Spiky or Sharp Textures.
Spiky or sharp textures require good chewing ability and adequate salvia to break down the food into small, soft, rounded pieces that moist enough to facilitate an easy swallow. Examples: Spiky corn chips, French Fries with sharp edges, over cooked roasted vegetables with sharp edges, over cooked corners of food. (lasagna or macaroni and cheese with sharp edges).

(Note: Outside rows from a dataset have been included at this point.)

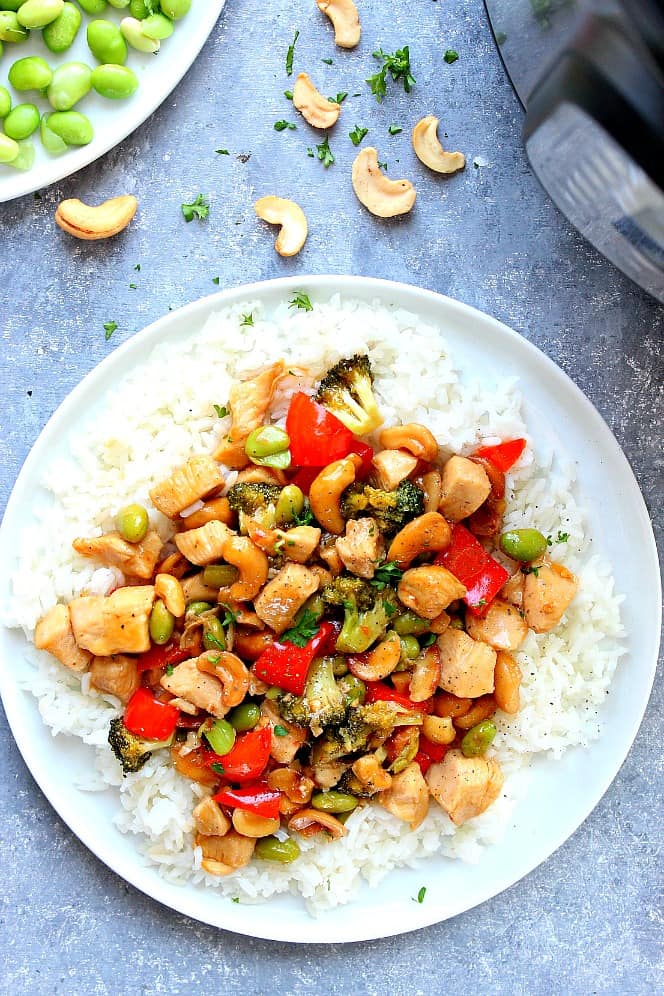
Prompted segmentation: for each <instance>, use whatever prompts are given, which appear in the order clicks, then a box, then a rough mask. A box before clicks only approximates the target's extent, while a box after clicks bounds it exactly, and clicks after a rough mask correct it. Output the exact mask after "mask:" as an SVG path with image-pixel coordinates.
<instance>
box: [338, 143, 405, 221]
mask: <svg viewBox="0 0 664 996" xmlns="http://www.w3.org/2000/svg"><path fill="white" fill-rule="evenodd" d="M352 179H353V190H354V191H355V194H356V195H357V199H358V200H359V202H360V204H363V205H364V207H365V208H366V209H367V211H371V213H372V214H375V215H376V216H377V217H378V218H394V217H396V216H397V215H399V214H408V212H409V211H410V209H411V208H412V206H413V204H414V203H415V198H416V196H417V194H416V193H415V188H414V187H413V185H412V183H411V182H410V180H390V179H388V177H386V176H385V174H384V173H383V172H382V171H381V168H380V166H379V165H378V153H377V151H376V149H374V148H373V146H370V145H369V146H367V147H366V149H362V151H361V152H360V154H359V155H358V156H357V158H356V159H355V162H354V163H353V176H352Z"/></svg>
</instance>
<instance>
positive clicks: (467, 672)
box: [436, 628, 496, 699]
mask: <svg viewBox="0 0 664 996" xmlns="http://www.w3.org/2000/svg"><path fill="white" fill-rule="evenodd" d="M436 642H437V644H438V650H439V651H440V664H441V675H440V687H441V688H442V689H443V690H444V691H446V692H451V693H452V695H456V696H458V697H459V698H469V699H475V698H478V697H479V696H480V695H487V694H488V693H489V692H492V691H493V673H494V668H495V666H496V651H495V650H494V649H493V648H492V647H489V646H487V644H486V643H479V642H478V641H477V640H473V639H472V637H470V636H468V634H467V633H464V632H463V630H461V629H451V628H448V629H446V630H445V632H444V633H441V635H440V636H439V637H438V640H437V641H436Z"/></svg>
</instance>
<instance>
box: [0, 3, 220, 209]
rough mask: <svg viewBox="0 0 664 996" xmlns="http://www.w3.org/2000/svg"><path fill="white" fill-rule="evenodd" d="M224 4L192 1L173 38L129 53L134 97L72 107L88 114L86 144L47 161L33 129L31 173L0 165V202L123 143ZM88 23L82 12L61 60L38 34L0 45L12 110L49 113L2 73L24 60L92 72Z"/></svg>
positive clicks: (164, 93)
mask: <svg viewBox="0 0 664 996" xmlns="http://www.w3.org/2000/svg"><path fill="white" fill-rule="evenodd" d="M224 3H225V0H194V3H193V4H192V8H191V10H190V12H189V13H188V14H187V15H186V17H183V18H182V19H181V20H179V21H177V22H176V24H175V31H174V33H173V35H172V37H171V38H167V39H166V40H165V41H163V42H162V43H161V48H160V50H159V52H158V54H157V55H156V56H155V55H151V54H148V53H145V52H136V51H135V50H134V49H133V48H129V56H128V58H127V63H126V64H127V66H128V67H129V68H130V69H133V71H134V72H135V73H136V75H137V76H138V78H139V87H138V90H137V91H136V93H135V94H134V95H133V96H132V97H130V98H129V99H128V100H105V99H104V98H103V97H100V96H99V95H98V94H96V93H95V92H94V91H92V92H91V93H89V94H88V95H87V97H84V98H83V100H81V101H80V102H79V103H78V104H77V105H76V107H74V108H73V110H75V111H81V112H82V113H83V114H85V115H87V116H88V117H89V118H90V120H91V121H92V125H93V128H94V131H95V137H94V138H93V140H92V141H91V142H90V144H89V145H83V146H81V147H80V148H71V149H69V150H68V151H67V152H65V153H64V154H63V155H61V156H50V155H49V154H48V152H46V150H45V149H44V147H43V146H42V144H41V139H40V138H39V129H38V130H37V131H36V132H35V133H34V135H33V136H32V138H31V139H30V141H32V143H33V144H34V147H35V152H36V157H35V164H34V166H33V167H32V169H30V170H26V171H25V172H22V171H20V170H16V169H12V168H11V166H2V165H0V203H2V201H11V200H12V199H13V198H14V197H22V196H23V195H24V194H30V193H32V192H33V191H34V190H41V189H42V187H47V186H48V185H49V184H50V183H56V181H57V180H62V179H63V177H65V176H70V175H71V174H72V173H75V172H76V171H77V170H79V169H82V168H83V167H84V166H87V165H88V163H91V162H94V161H95V159H99V157H100V156H103V155H104V153H105V152H108V150H109V149H112V148H113V146H115V145H117V144H118V142H121V141H122V139H123V138H126V137H127V135H129V134H130V133H131V132H132V131H133V130H134V128H138V126H139V125H140V124H143V122H144V121H145V119H146V118H148V117H149V116H150V115H151V114H152V113H153V112H154V111H156V109H157V108H158V107H159V105H160V104H161V102H162V101H163V100H165V99H166V97H167V96H168V95H169V93H170V92H171V90H173V89H174V87H175V86H176V85H177V84H178V83H179V82H180V80H181V79H182V77H183V76H184V74H185V73H186V72H187V70H188V69H189V67H190V66H191V64H192V62H193V61H194V59H195V58H196V56H197V55H198V53H199V52H200V50H201V49H202V48H203V45H204V44H205V42H206V41H207V38H208V35H209V34H210V32H211V31H212V29H213V27H214V26H215V24H216V22H217V18H218V17H219V14H220V13H221V11H222V10H223V7H224ZM81 13H83V12H82V11H81ZM126 14H127V12H126V10H114V9H113V7H107V8H106V10H105V11H104V13H103V14H100V15H99V16H100V17H102V18H103V19H104V20H109V21H116V22H117V23H119V22H120V20H121V19H122V17H124V16H126ZM91 20H94V18H93V17H91V16H90V15H88V14H85V13H83V21H82V23H81V27H80V29H79V32H78V35H77V36H76V40H75V42H74V44H73V45H72V46H71V48H70V49H68V50H67V51H66V52H62V53H60V55H54V54H53V53H52V52H50V51H49V50H48V49H47V48H46V45H44V42H43V41H42V37H41V31H33V32H32V35H31V37H30V38H29V39H28V41H27V42H23V43H22V44H19V45H12V44H10V43H9V42H6V43H4V46H5V54H4V56H3V57H2V61H1V63H0V86H6V87H7V88H8V90H9V92H10V93H11V95H12V106H14V105H15V104H20V103H33V104H36V105H37V106H38V107H39V109H40V111H41V112H42V113H43V112H44V111H52V110H53V108H52V107H51V105H50V104H49V102H48V101H47V100H46V98H45V97H44V98H42V97H41V96H40V95H39V94H37V93H35V92H34V91H30V92H28V93H19V92H18V91H16V90H14V89H13V88H12V87H11V86H9V84H8V82H7V73H8V71H9V67H10V66H11V65H12V63H14V62H16V60H17V59H23V58H24V57H25V56H28V55H40V56H41V57H42V58H43V59H46V61H47V62H48V64H49V66H51V68H52V69H55V68H56V67H57V66H60V65H62V63H63V62H73V61H75V62H86V63H87V64H88V65H89V66H92V67H94V66H96V65H98V62H97V60H96V59H95V58H94V56H93V55H92V52H91V51H90V49H89V48H88V44H87V41H86V38H85V32H86V27H87V25H88V24H89V22H90V21H91Z"/></svg>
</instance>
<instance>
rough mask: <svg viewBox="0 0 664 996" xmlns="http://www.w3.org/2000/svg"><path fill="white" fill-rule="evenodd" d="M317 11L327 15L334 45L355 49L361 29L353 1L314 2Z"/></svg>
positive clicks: (336, 0)
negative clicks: (332, 25)
mask: <svg viewBox="0 0 664 996" xmlns="http://www.w3.org/2000/svg"><path fill="white" fill-rule="evenodd" d="M316 3H317V5H318V9H319V10H320V11H322V12H323V14H327V16H328V17H329V19H330V20H331V21H332V25H333V27H334V43H335V45H338V46H339V48H355V46H356V45H357V44H359V41H360V34H361V32H362V28H361V27H360V15H359V14H358V12H357V7H356V6H355V4H354V3H353V0H316Z"/></svg>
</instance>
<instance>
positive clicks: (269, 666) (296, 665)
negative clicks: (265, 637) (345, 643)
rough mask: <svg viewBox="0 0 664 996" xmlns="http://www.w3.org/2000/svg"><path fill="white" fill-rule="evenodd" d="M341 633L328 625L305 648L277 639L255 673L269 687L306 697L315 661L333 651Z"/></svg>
mask: <svg viewBox="0 0 664 996" xmlns="http://www.w3.org/2000/svg"><path fill="white" fill-rule="evenodd" d="M337 633H338V626H335V625H334V624H333V623H330V622H324V623H321V625H320V627H319V629H318V632H317V633H316V635H315V636H313V637H312V638H311V639H310V640H309V642H308V643H307V644H306V645H305V646H304V647H296V646H295V645H294V644H292V643H286V642H284V643H282V642H281V641H279V640H275V642H274V643H272V644H271V645H270V646H269V647H266V649H265V650H264V651H263V653H262V654H261V655H260V657H259V658H258V660H257V661H256V663H255V664H254V667H253V671H254V674H255V675H256V677H257V678H260V679H261V681H266V682H267V683H268V685H276V686H277V688H283V689H284V691H286V692H293V694H294V695H302V693H303V692H304V685H305V682H306V680H307V673H308V671H309V667H310V665H311V662H312V661H313V659H314V657H319V656H321V655H322V654H324V653H325V652H326V651H331V650H332V648H333V646H334V643H335V641H336V638H337Z"/></svg>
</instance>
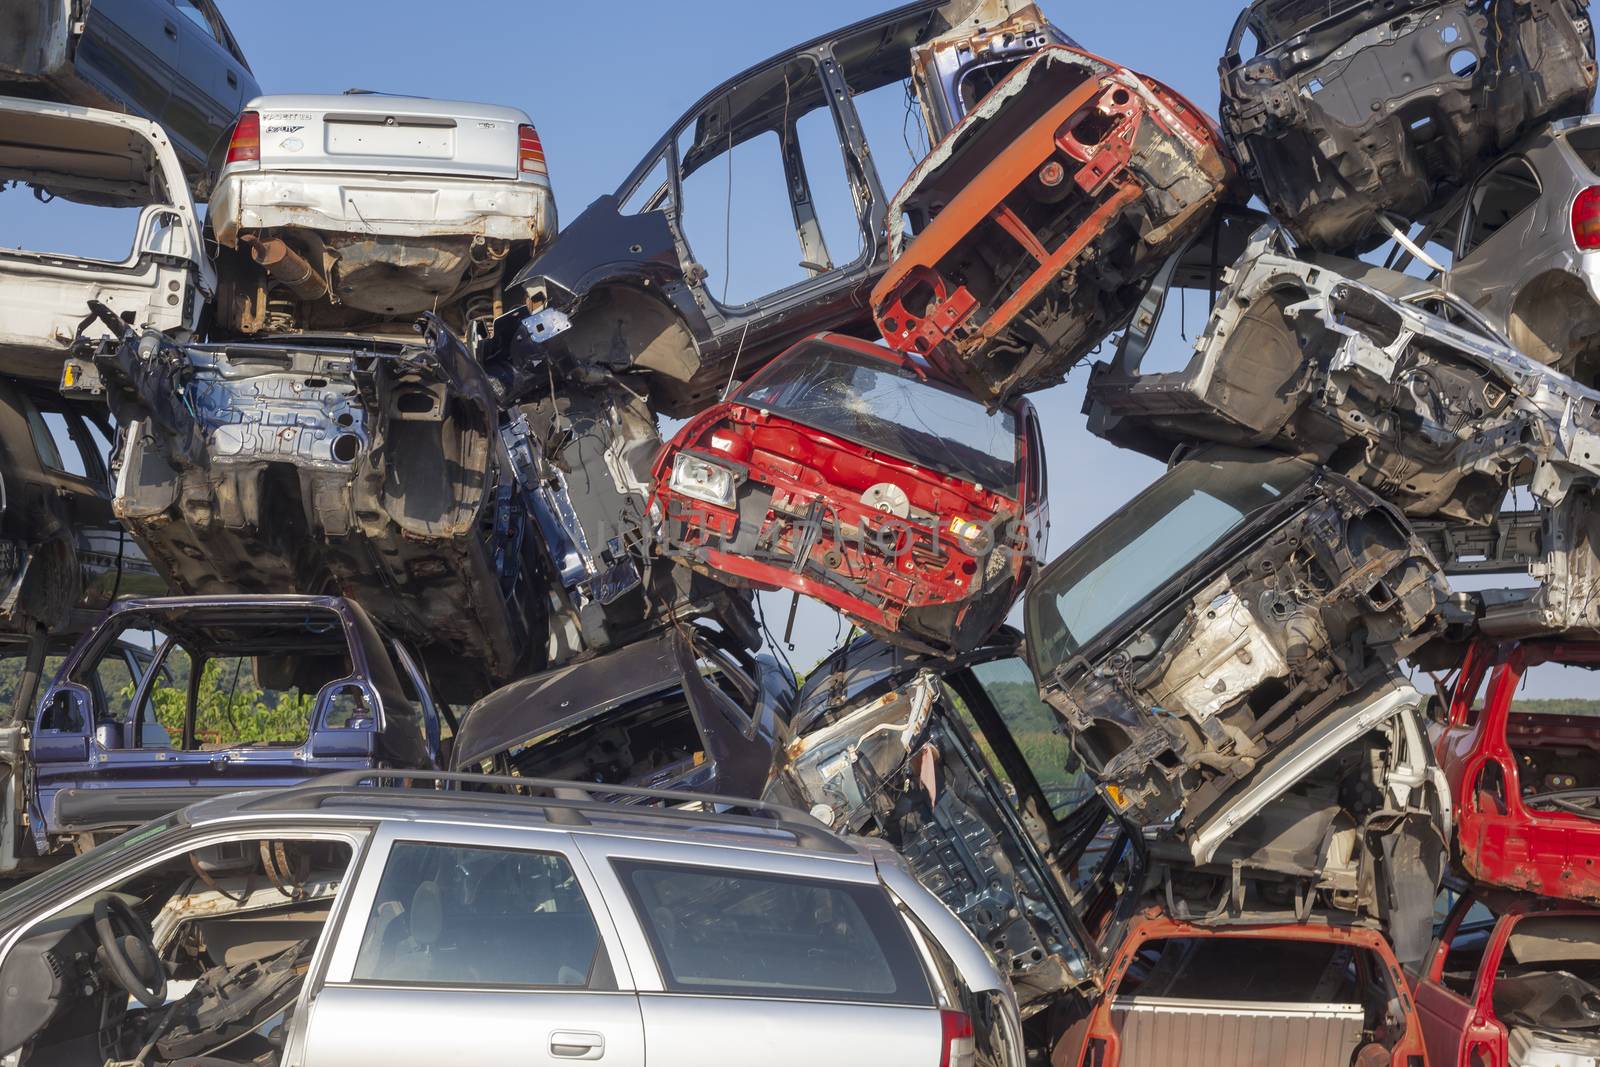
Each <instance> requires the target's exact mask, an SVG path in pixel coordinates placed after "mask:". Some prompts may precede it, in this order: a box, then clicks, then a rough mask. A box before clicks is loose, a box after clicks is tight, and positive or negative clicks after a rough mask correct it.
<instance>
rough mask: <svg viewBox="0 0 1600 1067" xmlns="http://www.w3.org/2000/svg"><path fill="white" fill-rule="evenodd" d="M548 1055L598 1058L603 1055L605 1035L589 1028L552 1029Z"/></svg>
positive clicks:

Stringy textures requires good chewing ability. Stringy foods can be difficult to breakdown and may get caught between the mouth and throat. Examples: Raw Celery, Rhubarb, Coconut, Sprouts, Pulled Meats, Chives, String Salad Greens, Artichokes, Onion Rings, Parsley, Green Onions.
Sticky or Chewy Textures
Chewy and Sticky textures require good chewing ability to break down. Chewy and Sticky Textures can become stuck to the roof of the mouth, teeth or cheeks and fall into the airway. Examples: Sticky Candies, Caramels, Lollipops, Granola Bars, Dried Fruits, Marshmellows, Cheese Chunks, Chewing Gum, Sticky Mashed Potatoes.
The speech language pathologist can determine which food textures should be avoided.
Always seek medical advice from you doctor before changing your diet.